None of this stuff is rocket science. What I'm proposing is to simply be honest and be diplomatic, it's amazing how badly Bush and Co. have fucked up this prologue, and it doesn't speak well of their ability to handle the aftermath. Had they just used a bit of diplomacy, we'd be staring down a couple of abstentions rather then staring at a couple of vetoes. But, I can't truly think of any alternatives to war. The "small war" proposed by Michael Walzer does not seem viable in the long run, and would do nothing to ameliorate the suffering of the Iraqi people. None of the other options, increased inspections in particular, seem realistic. So, in summation, I'd go to war but do it honestly and diplomatically. Seems pretty easy, I should run for president.
JB Armstrong from MyDD (who has predicted that there will be no war this month):
I'd help the Kurds establish a nationstate within Iraq. It still allows the cover of going into Iraq, but not for war.
Left in the West:
This is the most difficult question confronting us on the Iraq situation. Indeed, the problem isn't whether we should go to war or not go to war, for the term not going to war involves so many alternatives that it is hard to know what it properly means.

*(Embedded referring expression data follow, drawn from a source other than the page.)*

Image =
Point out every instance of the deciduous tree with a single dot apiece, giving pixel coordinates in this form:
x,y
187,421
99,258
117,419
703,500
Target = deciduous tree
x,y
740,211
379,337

In fact, I believe at this point, President Bush has little choice but to go to war, unless someone else in the equation brokers a deal. Otherwise he looks like he is unilaterally backing down. That is something that is a problem for a couple reasons: 1)It doesn't restore the UN's power in any meaningful way. If the UN only has power because the U.S. volunteers to submit to its authority (for now), the UN's power remains only as long as the U.S. agrees to submit; and 2)It makes the U.S. appear unwilling to back up threats. Whereas a deal brokered by someone else would give the U.S. the ability to say that they were simply trying to make the best they could of world opinion, a unilateral giving-in by America would mean almost certain failure.

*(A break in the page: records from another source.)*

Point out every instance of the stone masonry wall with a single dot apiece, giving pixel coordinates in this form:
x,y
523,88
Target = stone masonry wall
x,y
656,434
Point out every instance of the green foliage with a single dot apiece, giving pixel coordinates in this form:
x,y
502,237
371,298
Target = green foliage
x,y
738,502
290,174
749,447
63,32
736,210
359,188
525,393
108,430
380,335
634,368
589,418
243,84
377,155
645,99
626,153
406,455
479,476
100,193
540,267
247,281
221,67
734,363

Indeed, I believe it is the United Nations or the vocal opponents of war (i.e. France, Germany, and Russia) who must take a form of action in order to prevent it. Canada's idea was the best on the table so far. If I was President Bush, I would have accepted it and I would have pressured France, Germany, and Russia to accept it as well. If a new resolution, clearer than the last, and providing clear protection for Saddam if he complies, passed, it would provide everyone enough cover to claim they came out ahead. Unfortunately, the President seems to be rejecting this option.
Canada's resolution [read more about it here - UH], I believe, was the best solution to this situation. It would greatly decrease the likelihood of going to war and it would also remove the threat of Iraq to the region.
The Agonist's response is here (he also addresses Marshall's follow-up).
Charles Dodgon from The Looking Glass:
Keep up pressure with the monitors. Trumpet everything they find loudly (and with some justification) as the result of pressure from the military buildup. Also arrange support from UNSC permanent members for a strong permanent monitoring regime as a quid pro quo for backing off an an immediate attack -- with particular emphasis on the French, who undermined the last one. Add monitoring for egregious human rights violations
while we're at it. With that in place and functioning, declare victory and withdraw.